Department of Neurosurgery, Beijing Neurosurgical Institute and Beijing Tiantan Hospital, Capital Medical University, China National Clinical Research Center for Neurological Diseases, 119 Fanyang Road, Beijing, 100070, China.
National Key Clinical Specialty, Department of Neurosurgery, Engineering Technology Research Center of Education Ministry of China, Guangdong Provincial Key Laboratory On Brain Function Repair and Regeneration, Neurosurgery Institute, Zhujiang Hospital, Southern Medical University, Guangzhou, China.
BMC Neurol. 2023 Jan 28;23(1):45. doi: 10.1186/s12883-023-03088-8.
Small multiple intracranial aneurysms (SMIAs) are known to be more prone to rupture than are single aneurysms.

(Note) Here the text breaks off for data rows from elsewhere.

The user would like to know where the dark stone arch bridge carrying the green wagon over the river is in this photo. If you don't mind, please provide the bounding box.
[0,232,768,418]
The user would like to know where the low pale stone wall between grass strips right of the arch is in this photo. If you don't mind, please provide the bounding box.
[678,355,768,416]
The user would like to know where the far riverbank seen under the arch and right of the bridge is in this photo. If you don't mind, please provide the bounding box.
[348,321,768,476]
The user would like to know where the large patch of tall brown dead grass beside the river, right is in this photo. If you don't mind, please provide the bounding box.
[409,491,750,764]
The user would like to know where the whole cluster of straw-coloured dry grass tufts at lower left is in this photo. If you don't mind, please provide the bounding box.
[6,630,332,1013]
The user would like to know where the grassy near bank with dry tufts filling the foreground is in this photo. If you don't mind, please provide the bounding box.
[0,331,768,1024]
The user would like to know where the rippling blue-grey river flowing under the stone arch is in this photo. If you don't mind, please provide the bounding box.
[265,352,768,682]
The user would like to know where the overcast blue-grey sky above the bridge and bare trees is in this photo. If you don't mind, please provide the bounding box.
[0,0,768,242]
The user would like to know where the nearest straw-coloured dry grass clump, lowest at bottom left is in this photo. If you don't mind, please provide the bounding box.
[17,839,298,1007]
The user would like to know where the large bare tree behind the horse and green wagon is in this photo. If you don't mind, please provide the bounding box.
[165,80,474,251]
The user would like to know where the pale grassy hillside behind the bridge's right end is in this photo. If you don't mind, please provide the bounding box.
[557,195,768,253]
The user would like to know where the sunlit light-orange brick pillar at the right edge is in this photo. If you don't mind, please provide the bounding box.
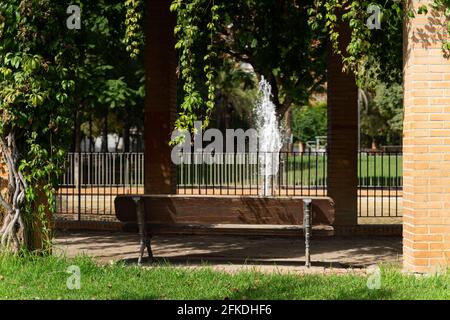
[403,0,450,272]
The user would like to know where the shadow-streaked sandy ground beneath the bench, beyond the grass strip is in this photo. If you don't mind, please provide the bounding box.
[55,232,402,273]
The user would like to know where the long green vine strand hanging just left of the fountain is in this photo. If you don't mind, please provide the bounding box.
[170,0,219,131]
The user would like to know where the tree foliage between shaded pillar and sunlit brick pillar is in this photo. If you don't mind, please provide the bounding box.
[357,2,403,148]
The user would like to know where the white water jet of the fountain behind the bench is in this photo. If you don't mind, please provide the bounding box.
[254,77,282,196]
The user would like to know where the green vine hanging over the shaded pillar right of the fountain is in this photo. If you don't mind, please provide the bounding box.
[310,0,403,76]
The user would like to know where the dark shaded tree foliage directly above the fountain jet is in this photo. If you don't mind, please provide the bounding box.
[217,0,326,122]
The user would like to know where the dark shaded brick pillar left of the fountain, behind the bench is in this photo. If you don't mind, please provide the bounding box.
[144,0,177,194]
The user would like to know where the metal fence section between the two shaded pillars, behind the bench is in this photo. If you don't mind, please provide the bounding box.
[177,152,326,196]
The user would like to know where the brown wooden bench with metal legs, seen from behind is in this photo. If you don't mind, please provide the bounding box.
[114,195,334,267]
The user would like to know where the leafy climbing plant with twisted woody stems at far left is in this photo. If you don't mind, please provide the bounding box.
[0,0,144,252]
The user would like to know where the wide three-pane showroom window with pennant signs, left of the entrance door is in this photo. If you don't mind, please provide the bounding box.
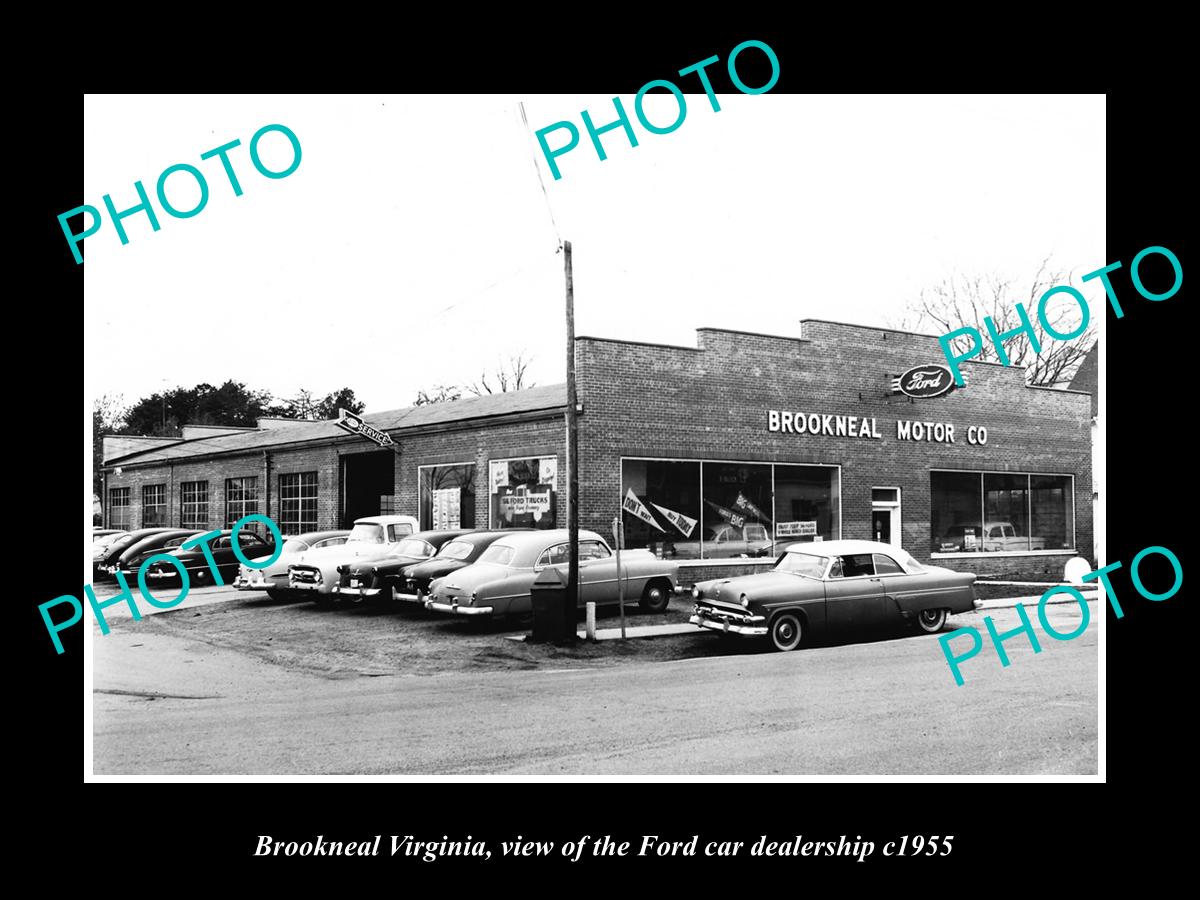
[620,460,841,559]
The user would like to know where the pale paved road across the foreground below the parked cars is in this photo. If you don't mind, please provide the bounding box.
[94,601,1098,780]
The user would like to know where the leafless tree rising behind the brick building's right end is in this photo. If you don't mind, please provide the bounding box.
[896,259,1096,385]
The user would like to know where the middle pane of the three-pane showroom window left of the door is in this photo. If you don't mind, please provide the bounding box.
[701,462,774,559]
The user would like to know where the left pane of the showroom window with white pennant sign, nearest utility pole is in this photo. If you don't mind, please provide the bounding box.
[620,460,700,559]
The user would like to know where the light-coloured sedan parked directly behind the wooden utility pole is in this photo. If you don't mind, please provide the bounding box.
[425,528,679,617]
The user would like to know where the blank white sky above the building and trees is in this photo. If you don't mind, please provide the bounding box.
[84,94,1110,412]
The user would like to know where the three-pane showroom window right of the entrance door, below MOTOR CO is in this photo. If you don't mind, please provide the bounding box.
[930,472,1075,553]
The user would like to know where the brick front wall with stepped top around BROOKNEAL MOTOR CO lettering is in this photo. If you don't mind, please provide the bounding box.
[576,322,1092,576]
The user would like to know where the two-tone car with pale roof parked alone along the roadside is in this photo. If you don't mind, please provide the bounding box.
[690,540,979,650]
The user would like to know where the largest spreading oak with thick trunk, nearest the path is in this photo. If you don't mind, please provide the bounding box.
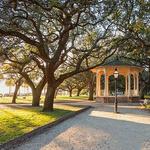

However, specific recommendations for patients with small MIAs are not included in the guidelines of the American Heart Association and American Stroke Association. In this study, we aimed to evaluate the feasibility of machine learning-based cluster analysis for discriminating the risk of rupture of SMIAs.
This multi-institutional cross-sectional study included 1,427 SMIAs from 660 patients. Hierarchical cluster analysis guided patient classification based on patient-level characteristics. Based on the clusters and morphological features, machine learning models were constructed and compared to screen the optimal model for discriminating aneurysm rupture.
Three clusters with markedly different features were identified. Cluster 1 (n = 45) had the highest risk of subarachnoid hemorrhage (SAH) (75.6%) and was characterized by a higher prevalence of familiar IAs. Cluster 2 (n = 110) had a moderate risk of SAH (38.2%) and was characterized by the highest rate of SAH history and highest number of vascular risk factors. Cluster 3 (n = 505) had a relatively mild risk of SAH (17.6%) and was characterized by a lower prevalence of SAH history and lower number of vascular risk factors. Lasso regression analysis showed that compared with cluster 3, clusters 1 (odds ratio [OR], 7.391; 95% confidence interval [CI], 4.074-13.150) and 2 (OR, 3.014; 95% CI, 1.827-4.970) were at a higher risk of aneurysm rupture. In terms of performance, the area under the curve of the model was 0.828 (95% CI, 0.770-0.833).
An unsupervised machine learning-based algorithm successfully identified three distinct clusters with different SAH risk in patients with SMIAs. Based on the morphological factors and identified clusters, our proposed model has good discrimination ability for SMIA ruptures.
多发性颅内小动脉瘤(SMIA)比单发动脉瘤更容易破裂。然而,美国心脏协会和美国中风协会的指南中并未包含针对小 MIAs 患者的具体建议。在这项研究中,我们旨在评估基于机器学习的聚类分析在区分 SMIA 破裂风险方面的可行性。
这项多机构的横断面研究纳入了来自 660 名患者的 1427 个 SMIA。基于患者特征的分层聚类分析指导患者分类。基于聚类和形态特征,构建了机器学习模型并进行比较,以筛选出用于区分动脉瘤破裂的最佳模型。
确定了三个特征明显不同的聚类。聚类 1(n=45)蛛网膜下腔出血(SAH)风险最高(75.6%),其特征是家族性 IAs 患病率较高。聚类 2(n=110)SAH 风险中等(38.2%),其特征是 SAH 病史发生率最高,血管危险因素数量最多。聚类 3(n=505)SAH 风险相对较轻(17.6%),其特征是 SAH 病史发生率较低,血管危险因素数量较少。Lasso 回归分析显示,与聚类 3 相比,聚类 1(比值比 [OR],7.391;95%置信区间 [CI],4.074-13.150)和 2(OR,3.014;95% CI,1.827-4.970)的动脉瘤破裂风险更高。在性能方面,该模型的曲线下面积为 0.828(95%CI,0.770-0.833)。
基于无监督机器学习的算法成功识别了具有不同 SAH 风险的三个不同聚类。基于形态学因素和识别的聚类,我们提出的模型对 SMIA 破裂具有良好的判别能力。